1. Like the angels (102), so also our first parents were subjected to a trial. Since God from mere benevolence had given such gifts and graces to our first parents, He was free to make their continuation and transmission to posterity dependent on certain conditions. The probation. chosen by God was obedience to His command not to eat of the fruit of a certain tree (Gen. ii. 17). If it pleased God in His wisdom that mankind should inherit the graces He had destined for them by their descent from Adam, it is no less in keeping with His wisdom to make the actual transmission of these gifts dependent on the obedience of the head of our race.

If Adam had not sinned and lost the gifts destined for his de scendants, yet each individual would have to undergo a like trial, and would thus be exposed to the danger of losing the graces received (S. Thom. I. q. 100, a. 2).

2. Our first parents transgressed God's command, and thereby committed a sin that was all the more grievous be cause, considering the abundance of gifts and graces imparted

to them, they could easily have obeyed the divine precept. They were not swayed by immoderate passions, but sinned with full deliberation, notwithstanding the greatness of God's favors and the severity of His menaces.

3. The consequences of the transgression for our first parents themselves were manifold (Trid. Sess. v. can. 1.).
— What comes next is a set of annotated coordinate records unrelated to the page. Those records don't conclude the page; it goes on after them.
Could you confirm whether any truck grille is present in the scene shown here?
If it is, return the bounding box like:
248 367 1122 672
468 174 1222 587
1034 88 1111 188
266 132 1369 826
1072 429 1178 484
a. They lost the supernatural gifts: (1) sanctifying grace, and with it the supernatural life of the soul, and the supernatural likeness to God. For it is sanctifying grace that makes man the friend and child of God, while sin deprives him of the divine friendship and sonship, and, consequently, of sanctifying grace, which is inseparable from it. Spiritual death took the place of the spiritual, supernatural life of grace; divine wrath took the place of the friendship of God; and the slavery of Satan succeeded the adoption of the children of God. (2) They lost those preternatural gifts which resulted from sanctifying grace: dominion over the passions, immortality of the body. Sickness and sufferings, the forerunners of death, ensued.

b. The loss of the supernatural gifts produced the most baneful effects upon the natural faculties and the external conditions of our first parents. (1) Since original justice no longer controlled the functions of their soul, their understanding was darkened and their will weakened. (2) Driven out ɔf Paradise, they were forced to till the earth in the sweat of their brow. (3) Nature no longer willingly submitted to their sway; they became sensible of the discomforts that awaited them now that they no longer enjoyed the special protection of God; the very thistles and thorns which the earth brought forth even before man's fall became an instrument for man's punishment.

c. The future punishments which our first parents incurred were twofold. Having turned away from God, their last end, they incurred the pain of loss, or banishment from the presence of God; having turned to God's creatures, they incurred likewise the pain of sense; having, like Satan, rebelled against God, they incurred, like him, the eternal pains of hell.